Читаем La piel del tambor полностью

Dos meses, recordaba Quart. Y en aquella ocasión también fueron tres los presentes en el despacho: ellos dos y un conocido banquero, Renzo Lupara, presidente del Banco Continental de Italia, una de las entidades vinculadas al aparato financiero del Vaticano. Lupara, atildado, apuesto, de intachable moral pública y feliz padre de familia, bendecido por el cielo con una bella esposa y cuatro hijos, había hecho fortuna utilizando la cobertura bancaria vaticana para evadir dinero de empresarios y políticos miembros de la logia Aurora 7, a la que pertenecía con grado 33. Aquél era exactamente el tipo de asuntos mundanos que requerían la especialización de Lorenzo Quart; así que durante seis meses se ocupó de seguir las huellas que Lupara había dejado en la moqueta de ciertos despachos de Zúrich, Gibraltar y San Bartolomé, en las Antillas. Fruto de aquellos viajes fue un completo expediente que, abierto sobre la mesa del director del IOE, puso al banquero ante la alternativa de la cárcel o un discreto exitus que dejara a salvo el buen nombre del Banco Continental, del Vaticano y, a ser posible, de la señora y los cuatro vástagos Lupara. Allí, en el despacho del arzobispo, con los ojos extraviados en el fresco que representaba el mar Tirreno, el banquero había captado la esencia del mensaje -que monseñor Spada planteó con mucho tacto, apoyándose en la parábola del mal siervo y los talentos-. Después, a pesar de la saludable advertencia técnica de que un masón no arrepentido muere siempre en pecado mortal, Lupara había ido directamente hasta una hermosa villa que poseía en Capri, frente al mar, para caerse, inconfeso al parecer, por la barandilla de una terraza que daba al acantilado; en el mismo sitio donde, según rezaba la correspondiente placa conmemorativa, una vez tomó vermut Curzio Malaparte.

– Hay un asunto adecuado para usted.

Quart siguió aguardando inmóvil en el centro de la habitación, atento a las palabras de su superior mientras sentía la invisible mirada de Iwaszkiewicz desde el sombrío contraluz en la ventana. En los últimos diez años, el arzobispo siempre había tenido un asunto adecuado para el sacerdote Lorenzo Quart; y todos ellos estaban marcados con nombres y fechas -Europa Central, Iberoamérica, la antigua Yugoslavia- en la agenda de cuero con tapas negras que era su libro de viaje: una especie de cuaderno de bitácora donde registraba, día a día, el largo camino recorrido desde la adopción de la nacionalidad vaticana y su ingreso en la sección operativa del Instituto para las Obras Exteriores.

– Mire esto.

El director del IOE sostenía en alto, entre los dedos pulgar e índice, una hoja de papel impresa en ordenador. Quart alargó la mano y en ese momento la silueta del cardenal Iwaszkiewicz se movió, inquieta, en la ventana.
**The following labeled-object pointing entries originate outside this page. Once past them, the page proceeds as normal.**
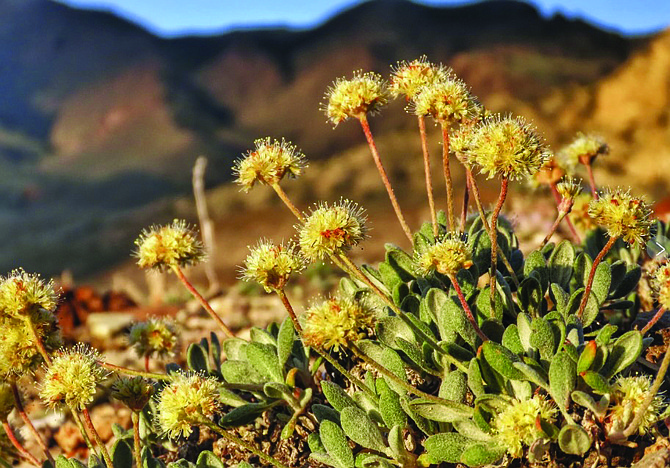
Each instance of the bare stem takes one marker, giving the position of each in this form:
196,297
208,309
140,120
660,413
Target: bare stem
18,404
136,439
203,302
657,316
466,308
447,177
426,170
17,445
382,172
287,201
592,274
639,416
96,436
236,440
504,183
Aún con la hoja en la mano, monseñor Spada sonrió un poco, a medias.

– Su Eminencia opina que es un tema delicado -dijo sin apartar los ojos de Quart; aunque era evidente que sus palabras iban destinadas al cardenal-. Y no está convencido de que sea prudente ampliar el número de iniciados.
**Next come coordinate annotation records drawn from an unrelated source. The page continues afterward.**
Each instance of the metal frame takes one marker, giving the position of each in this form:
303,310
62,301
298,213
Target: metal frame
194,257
Quart retiró la mano sin asir el documento que monseñor Spada seguía ofreciéndole, y miró al superior con aire tranquilo, aguardando.

– Naturalmente -añadió Spada, cuya sonrisa se refugiaba ahora en sus ojos-. Su Eminencia está lejos de conocerlo a usted como lo conozco yo.

Quart hizo un leve gesto de asentimiento y esperó sin hacer preguntas ni mostrar impaciencia. Entonces monseñor Spada se volvió hacia el cardenal Iwaszkiewicz:

– Ya le dije que era un buen soldado.

Sobrevino un silencio mientras la silueta permanecía inmóvil, recortada en el cielo de nubes y la lluvia que caía sobre el jardín del Belvedere. Después el cardenal se apartó de la ventana, y la claridad gris, diagonal, se deslizó sobre su hombro para desvelar una huesuda mandíbula, el cuello púrpura de la sotana, el reflejo de una cruz de oro sobre el pecho, el anillo pastoral en la mano que, dirigida hacia monseñor Spada, cogía el documento y lo entregaba, ella misma, a Lorenzo Quart.

– Lea.

Quart obedeció la orden, formulada en un italiano gutural con resonancias polacas. La hoja de papel de impresora contenía un memorándum en pocas líneas:


Santo Padre:

Este atrevimiento se justifica por la gravedad de la materia.